# Is there a safe fast way to thaw a 9 lb shoulder?



## linhardt (Jun 10, 2008)

I got a shoulder that was on sale because it was almost to the expiration date.  Bought it for .48/lb on 5/27 because it had sell by date of 5/31.  So I put it in the freezer.  

My concern is the time it takes to thaw, will it make the meat go bad because of such a close sell by date when bought.  I was thinking that I could just put in refridge to thaw like normal, but it may take a day or two to thaw in my refridge.  Not sure if that is much of a concern.  Or is there a better and faster way for this instance.
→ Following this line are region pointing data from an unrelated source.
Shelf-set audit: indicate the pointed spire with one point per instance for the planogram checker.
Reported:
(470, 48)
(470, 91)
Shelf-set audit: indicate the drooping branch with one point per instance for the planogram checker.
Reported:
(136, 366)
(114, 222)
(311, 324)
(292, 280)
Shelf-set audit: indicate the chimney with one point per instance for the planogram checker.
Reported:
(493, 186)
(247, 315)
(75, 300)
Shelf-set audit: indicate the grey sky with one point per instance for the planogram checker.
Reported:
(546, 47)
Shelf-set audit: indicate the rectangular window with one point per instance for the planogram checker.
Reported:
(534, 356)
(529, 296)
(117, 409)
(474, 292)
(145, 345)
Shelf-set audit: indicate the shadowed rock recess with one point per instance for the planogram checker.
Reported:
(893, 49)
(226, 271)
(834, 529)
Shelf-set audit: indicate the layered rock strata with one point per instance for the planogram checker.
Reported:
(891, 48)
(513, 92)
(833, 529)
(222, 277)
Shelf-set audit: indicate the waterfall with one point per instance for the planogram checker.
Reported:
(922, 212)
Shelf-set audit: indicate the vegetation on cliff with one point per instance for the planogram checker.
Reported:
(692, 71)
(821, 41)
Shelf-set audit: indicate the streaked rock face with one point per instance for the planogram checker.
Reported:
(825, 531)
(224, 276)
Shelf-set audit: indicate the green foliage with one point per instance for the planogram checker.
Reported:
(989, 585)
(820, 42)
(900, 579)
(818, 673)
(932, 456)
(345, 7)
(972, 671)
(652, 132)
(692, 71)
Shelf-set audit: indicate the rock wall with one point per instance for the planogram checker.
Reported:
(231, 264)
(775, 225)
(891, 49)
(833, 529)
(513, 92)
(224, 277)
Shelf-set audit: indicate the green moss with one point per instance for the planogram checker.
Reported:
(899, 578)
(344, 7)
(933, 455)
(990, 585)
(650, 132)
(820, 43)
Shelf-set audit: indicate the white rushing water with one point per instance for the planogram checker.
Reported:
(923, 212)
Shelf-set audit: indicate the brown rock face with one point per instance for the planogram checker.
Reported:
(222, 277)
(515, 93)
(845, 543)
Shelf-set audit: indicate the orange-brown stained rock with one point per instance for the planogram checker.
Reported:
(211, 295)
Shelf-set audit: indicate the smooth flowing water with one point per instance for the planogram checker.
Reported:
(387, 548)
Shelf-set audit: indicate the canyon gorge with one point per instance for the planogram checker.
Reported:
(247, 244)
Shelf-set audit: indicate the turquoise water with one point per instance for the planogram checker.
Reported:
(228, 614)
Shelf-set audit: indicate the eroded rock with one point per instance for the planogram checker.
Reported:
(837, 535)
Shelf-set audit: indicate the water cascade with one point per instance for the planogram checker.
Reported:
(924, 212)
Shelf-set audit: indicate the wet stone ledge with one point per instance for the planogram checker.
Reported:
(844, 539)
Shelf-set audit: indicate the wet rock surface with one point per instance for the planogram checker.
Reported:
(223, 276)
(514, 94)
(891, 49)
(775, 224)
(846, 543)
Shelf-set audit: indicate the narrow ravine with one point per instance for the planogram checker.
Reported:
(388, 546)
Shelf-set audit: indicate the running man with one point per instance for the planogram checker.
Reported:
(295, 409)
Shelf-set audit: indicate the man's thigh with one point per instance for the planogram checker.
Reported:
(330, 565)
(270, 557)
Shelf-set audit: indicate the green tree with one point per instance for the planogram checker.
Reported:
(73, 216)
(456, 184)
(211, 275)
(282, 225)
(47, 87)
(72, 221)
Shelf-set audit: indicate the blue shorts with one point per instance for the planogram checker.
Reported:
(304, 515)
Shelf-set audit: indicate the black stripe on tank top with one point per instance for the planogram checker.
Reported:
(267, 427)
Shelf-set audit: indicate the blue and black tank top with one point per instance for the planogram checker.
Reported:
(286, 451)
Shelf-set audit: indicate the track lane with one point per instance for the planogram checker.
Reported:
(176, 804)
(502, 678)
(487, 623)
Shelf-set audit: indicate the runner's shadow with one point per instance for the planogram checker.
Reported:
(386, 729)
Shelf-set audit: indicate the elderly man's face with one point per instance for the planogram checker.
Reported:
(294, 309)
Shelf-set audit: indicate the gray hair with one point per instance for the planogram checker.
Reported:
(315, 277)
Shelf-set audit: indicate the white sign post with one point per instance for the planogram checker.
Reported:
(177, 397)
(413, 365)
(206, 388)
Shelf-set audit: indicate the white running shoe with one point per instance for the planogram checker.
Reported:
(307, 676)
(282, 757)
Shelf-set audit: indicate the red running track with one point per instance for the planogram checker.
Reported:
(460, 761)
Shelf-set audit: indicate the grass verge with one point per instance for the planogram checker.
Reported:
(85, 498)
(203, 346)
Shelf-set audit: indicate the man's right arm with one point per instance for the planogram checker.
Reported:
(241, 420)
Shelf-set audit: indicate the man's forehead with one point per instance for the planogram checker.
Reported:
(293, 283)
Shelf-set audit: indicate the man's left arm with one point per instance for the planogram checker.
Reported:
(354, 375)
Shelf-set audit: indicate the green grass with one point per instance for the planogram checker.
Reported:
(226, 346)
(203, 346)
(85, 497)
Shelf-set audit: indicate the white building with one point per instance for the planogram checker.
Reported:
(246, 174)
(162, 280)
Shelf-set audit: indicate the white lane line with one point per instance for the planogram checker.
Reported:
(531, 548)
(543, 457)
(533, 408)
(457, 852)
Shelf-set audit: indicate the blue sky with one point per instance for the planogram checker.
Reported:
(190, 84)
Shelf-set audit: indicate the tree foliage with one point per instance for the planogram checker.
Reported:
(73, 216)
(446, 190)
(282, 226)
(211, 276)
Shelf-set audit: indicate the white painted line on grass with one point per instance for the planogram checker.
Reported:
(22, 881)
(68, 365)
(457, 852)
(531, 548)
I just want to make sure I get this thing thawed and on the smoker and not have to have any worry of bad pork.

Am I worried for nothing?

Let me know your thoughts.


----------



## gt2003 (Jun 10, 2008)

I would think you should be fine thawing in the refrigerator.  However, if you are still concerened, here's a trick used in the foodservice industry all the time:

Find a pot that the entire shoulder will fit into.  Put the pot in the sink with the shoulder in it and turn on the cold water until the pot is full and totally covering the roast.  Now, turn the water down to where there is just a small stream going into the pot.  Water will be overflowing the pot all the time but it should safely go down the sink.  You should be able to thaw the entire roast in probably 3-4 hours would be my guess.  I thawed a turkey in this manner yesterday with no problems.  There is no need to unwrap the shoulder if it is cryovacced.  Just put the whole bag in the pot and follow the directions above.  Good luck and good smokin!  Greg


----------



## gridirongriller (Jun 10, 2008)

It should thaw just fine in the fridge.


----------



## grillin_all_day (Jun 10, 2008)

i was going to post the same thing. i did that one year with a turkey that i forgot to set out and it thawed pretty quickly. i even use that technique with dinner if i forget to set something out.


----------



## cinnamonkc (Jun 10, 2008)

The sell by date isn't the expiration date, you have days after the sell by date.  Anyway, if you got it in the freezer on the 27th, you have no issues at all with thawing in the refrigerator.


----------



## capt dan (Jun 10, 2008)

I also agree on the fridge will be fine, just don't leave it in there for a week. If it is cryovacted, it will last alot longer than regularly packaged meats. I was suprised to find out from my butcher that  cryovacted meats often last 30  days in the fridge.Thats from the day  that they get it in the store.


----------



## pineywoods (Jun 11, 2008)

Agreed and the sell by date doesn't mean the meat goes bad that day it will last awhile after that date. Just thaw as you want and post the Qview of that smoke


----------



## ronp (Jun 11, 2008)

I have had meat in the bag Cryovaced for over a month. It will trurn mushy though, It is an aging proccess and breaks down the enzimes in the meat.


----------



## seboke (Jun 11, 2008)

Cryovac in the freezer is no problem.  But back to the thawing, do it like you'd do a T'Giving turkey - sinkful of cold water for an hour.  Drain, repeat every hour till thawed thru.


----------



## williamzanzinger (Jun 11, 2008)

As some one pointed out, if you do it in water make sure it is running water.


----------



## fatback joe (Jun 11, 2008)

I agree with what all has been said about thawing and the bit about the sell by date, but if you are really concerned about the thaw, put in on the cooker frozen if you can spare the extra cook time.  When it is thawed a bit (outside is soft) put your rub on and continue on with the smoke.  Other than the extra cook time, the end result is good..........sometimes you just forget to get something out of the freezer.


----------



## linhardt (Jun 12, 2008)

Thanks for all the replies.  I will just stick it in the refridge and let it thaw, then cook.


----------



## tailgatingpirate (Jun 15, 2008)

does the turkey/butt have to be out of the wrapper to perform the cold water in the sink trick?


----------



## smokeys my pet (Jun 15, 2008)

Nope!!!!!!!!!!!!!


----------